BASED ON THE NOVEL WRITTEN BY
STIEG LARSSON

SCREENPLAY BY
NIKOLAJ ARCEL
RAMUS HEISTERBERG

PRODUCED BY
SOREN STAERMOSE

DIRECTED BY
NIELS ARDEN OPLEV

GENRE
CRIME
DRAMA
MYSTERY
THRILLER

RATED
AUS: MA
UK: 18
USA: R

RUNNING TIME
152 MIN

 

THE GIRL WITH THE DRAGON TATTOO (2010)

An overlong, gestating, and sadistic version of a Murder She Wrote episode, The Girl With the Dragon Tattoo is all hype, confusing shocking imagery for thrilling storytelling.

The first of three movies based on the bestselling novels by Stieg Larsson (released posthumously to incredible sales and acclaim), this is a film tailor made for the zeitgeist and begs to ask: has there ever been a movie which relishes the anything goes mentality of on screen violence, and the moral ambiguity of its supposed heroic characters?

Michael Nyqvist stars as Mikael, an idealistic journalist facing jail time after losing a defamation case placed against him. Before heading off to prison, Mikael is hired by an elderly patriarch (Sven-Bertil Taube) of a wealthy dynasty, to find the murderer of his grandniece.

The crux if anyone and everyone in the spiralling family is a suspect.

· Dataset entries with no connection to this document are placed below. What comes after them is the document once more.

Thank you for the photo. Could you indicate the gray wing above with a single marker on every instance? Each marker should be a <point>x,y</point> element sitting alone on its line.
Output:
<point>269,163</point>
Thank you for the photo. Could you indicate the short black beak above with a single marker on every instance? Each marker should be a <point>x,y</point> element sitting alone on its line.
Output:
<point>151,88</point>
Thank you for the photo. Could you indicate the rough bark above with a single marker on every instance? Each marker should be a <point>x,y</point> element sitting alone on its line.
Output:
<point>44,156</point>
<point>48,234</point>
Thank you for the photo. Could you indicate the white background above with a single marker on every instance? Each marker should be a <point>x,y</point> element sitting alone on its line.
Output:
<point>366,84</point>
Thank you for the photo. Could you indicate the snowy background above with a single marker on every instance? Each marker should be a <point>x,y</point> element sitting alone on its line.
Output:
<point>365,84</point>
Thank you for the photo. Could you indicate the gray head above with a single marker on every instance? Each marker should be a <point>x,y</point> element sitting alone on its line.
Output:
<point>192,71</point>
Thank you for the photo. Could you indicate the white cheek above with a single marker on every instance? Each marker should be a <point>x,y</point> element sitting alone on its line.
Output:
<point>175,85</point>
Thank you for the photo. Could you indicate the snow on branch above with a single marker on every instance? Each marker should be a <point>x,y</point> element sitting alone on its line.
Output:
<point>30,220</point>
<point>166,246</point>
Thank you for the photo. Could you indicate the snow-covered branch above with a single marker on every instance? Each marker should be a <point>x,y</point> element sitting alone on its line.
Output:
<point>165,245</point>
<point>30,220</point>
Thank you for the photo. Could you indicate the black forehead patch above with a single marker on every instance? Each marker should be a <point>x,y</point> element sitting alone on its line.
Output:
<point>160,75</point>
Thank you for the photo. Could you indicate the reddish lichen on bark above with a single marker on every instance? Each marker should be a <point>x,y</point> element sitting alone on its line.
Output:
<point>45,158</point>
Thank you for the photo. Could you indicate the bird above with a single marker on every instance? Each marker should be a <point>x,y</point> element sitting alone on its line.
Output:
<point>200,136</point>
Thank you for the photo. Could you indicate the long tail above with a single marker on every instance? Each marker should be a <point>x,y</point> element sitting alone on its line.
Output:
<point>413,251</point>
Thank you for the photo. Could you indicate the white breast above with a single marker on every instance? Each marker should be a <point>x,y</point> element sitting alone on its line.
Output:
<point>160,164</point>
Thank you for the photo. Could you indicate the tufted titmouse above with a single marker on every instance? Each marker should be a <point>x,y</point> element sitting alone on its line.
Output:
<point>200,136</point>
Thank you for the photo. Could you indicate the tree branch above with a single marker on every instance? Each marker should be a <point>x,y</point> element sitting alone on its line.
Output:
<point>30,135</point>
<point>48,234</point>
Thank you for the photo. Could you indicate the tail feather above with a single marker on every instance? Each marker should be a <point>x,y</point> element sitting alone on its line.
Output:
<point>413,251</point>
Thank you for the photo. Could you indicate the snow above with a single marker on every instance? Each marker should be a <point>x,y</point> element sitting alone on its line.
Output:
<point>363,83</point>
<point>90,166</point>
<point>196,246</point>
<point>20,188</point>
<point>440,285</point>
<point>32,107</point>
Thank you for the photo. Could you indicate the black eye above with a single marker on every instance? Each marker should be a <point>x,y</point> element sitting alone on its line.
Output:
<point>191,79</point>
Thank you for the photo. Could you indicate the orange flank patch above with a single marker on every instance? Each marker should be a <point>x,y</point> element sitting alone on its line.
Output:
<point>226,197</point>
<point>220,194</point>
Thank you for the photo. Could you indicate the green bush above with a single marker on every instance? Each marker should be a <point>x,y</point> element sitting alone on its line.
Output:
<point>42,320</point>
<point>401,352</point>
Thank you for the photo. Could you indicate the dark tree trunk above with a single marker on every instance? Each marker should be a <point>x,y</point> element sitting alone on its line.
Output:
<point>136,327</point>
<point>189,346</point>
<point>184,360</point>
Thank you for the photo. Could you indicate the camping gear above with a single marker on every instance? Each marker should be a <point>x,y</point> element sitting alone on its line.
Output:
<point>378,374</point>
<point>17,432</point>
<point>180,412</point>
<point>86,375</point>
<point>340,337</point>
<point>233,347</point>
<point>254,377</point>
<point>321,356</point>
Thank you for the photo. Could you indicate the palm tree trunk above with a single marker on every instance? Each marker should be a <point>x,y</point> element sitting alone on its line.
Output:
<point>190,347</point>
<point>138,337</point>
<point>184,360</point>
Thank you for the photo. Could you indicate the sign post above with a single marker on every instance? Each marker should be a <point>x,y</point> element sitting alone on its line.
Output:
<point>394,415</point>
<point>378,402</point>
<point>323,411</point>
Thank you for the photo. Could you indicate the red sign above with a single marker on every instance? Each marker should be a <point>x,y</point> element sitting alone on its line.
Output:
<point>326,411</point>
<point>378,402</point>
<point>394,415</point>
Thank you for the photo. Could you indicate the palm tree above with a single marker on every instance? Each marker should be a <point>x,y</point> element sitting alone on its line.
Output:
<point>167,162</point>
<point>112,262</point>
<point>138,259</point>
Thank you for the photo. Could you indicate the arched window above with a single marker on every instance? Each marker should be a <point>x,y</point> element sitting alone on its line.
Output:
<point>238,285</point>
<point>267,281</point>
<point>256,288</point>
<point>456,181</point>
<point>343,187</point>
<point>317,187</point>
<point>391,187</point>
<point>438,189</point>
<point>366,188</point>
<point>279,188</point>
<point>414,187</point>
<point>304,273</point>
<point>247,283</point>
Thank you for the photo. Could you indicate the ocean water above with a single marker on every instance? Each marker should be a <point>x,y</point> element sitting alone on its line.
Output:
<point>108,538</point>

No doubt wanting the viewer to feel every crevice of his characters’ investigative procedure, director Neils Arden Oplev packs his film with information upon information, revealing dark family secrets involving physical abuse and strong ties to the Nazis.

Yet rather than illuminate its viewers with its supposedly shocking reveals and brutal violence, the opposite is achieved: an overlong and ho-hum murder mystery, headlined by the mismatched pairing of Nyqvist’s Mikael and Noomi Rapace’s Lisbeth, the titular girl with the dragon tattoo.

No doubt a poster child for all angry female Goths everywhere, Lisbeth is the more interesting element of the film, a goth-lesbian-hacker whose damaged past leaves her privy as a glutton for punishment, while dispensing “justice” to monsters just as damaged as he is.

It is through Lisbeth that the film shows its ugliness in the depictions of extreme sexual violence, no doubt justified as “realistic”, but in reality no more than an exercise in shock value which dwarfs any story and character development, and is akin to the porn torture stylings of Saw.

Confrontational cinema is fine as long as there is something to fall back on, and one would think that a film based on a critically acclaimed novel and packed to the brim with character and story detail would provide something to hold on to.

Yet as is stands, the most memorable moment involves a tied up victim, a dildo, and a disturbing act of sexual violence (all for our applause mind you).

A remake is set with David Fincher behind the lens. If his Zodiac is anything to go by, maybe Fincher might be able to do this film justice.